Pero con todo esto debemos preguntarnos, quiénes somos para que Dios se acuerde así de nosotros, qué es el hombre para que un Dios todopoderoso lo trate con tanta benevolencia (Sal. 8) y la respuesta solo puede darse desde un modelo de hombre perfecto que ya existía antes de que el cosmos fuera formado. Porque si el hombre fue creado a imagen y semejanza de Dios (Gn 1, 26), y si a Dios, que es Espíritu, nadie lo ha visto jamás (Jn 1, 1-18) entonces el padre Dios debe ser también un hombre, o debe haber un primer hombre Dios habitando en este misterio, porque no se puede crear algo de la nada, y menos aún una persona. En el arte siempre hay modelos que guían la obra, siempre hay antecedentes que dan pistas, ¡¿por qué no iba a ser igual con nuestra existencia?! Tiene mucho más sentido pensar que nos hizo a su imagen y semejanza mientras miraba un modelo perfecto. Y este modelo es Jesús, por quién el hombre y la mujer tienen un valor infinito.

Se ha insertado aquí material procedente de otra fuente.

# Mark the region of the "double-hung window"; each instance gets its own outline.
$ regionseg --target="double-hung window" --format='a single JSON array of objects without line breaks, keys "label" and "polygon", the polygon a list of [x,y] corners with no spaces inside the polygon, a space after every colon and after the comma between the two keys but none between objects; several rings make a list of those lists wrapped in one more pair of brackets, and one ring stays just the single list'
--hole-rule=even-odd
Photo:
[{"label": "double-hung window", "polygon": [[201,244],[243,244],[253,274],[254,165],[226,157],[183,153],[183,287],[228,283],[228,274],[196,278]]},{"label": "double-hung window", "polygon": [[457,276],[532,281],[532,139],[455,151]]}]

En resumidas cuentas, si Dios le da tanta importancia a nuestras vidas es porque somos criaturas hechas a la imagen de su Hijo, y por esta sentencia podemos entender que quiera librarnos de nuestras cargas y seamos lo que estamos llamados a ser, libres para que nos amemos sin las ataduras que nos quitan la vida, libres para que solo nos apoyemos en Él, libres para que seamos semejantes a Él. La conversión es un acto de liberación por el que somos cada vez más parecidos al modelo perfecto, como hijos amados a la luz del Hijo amado.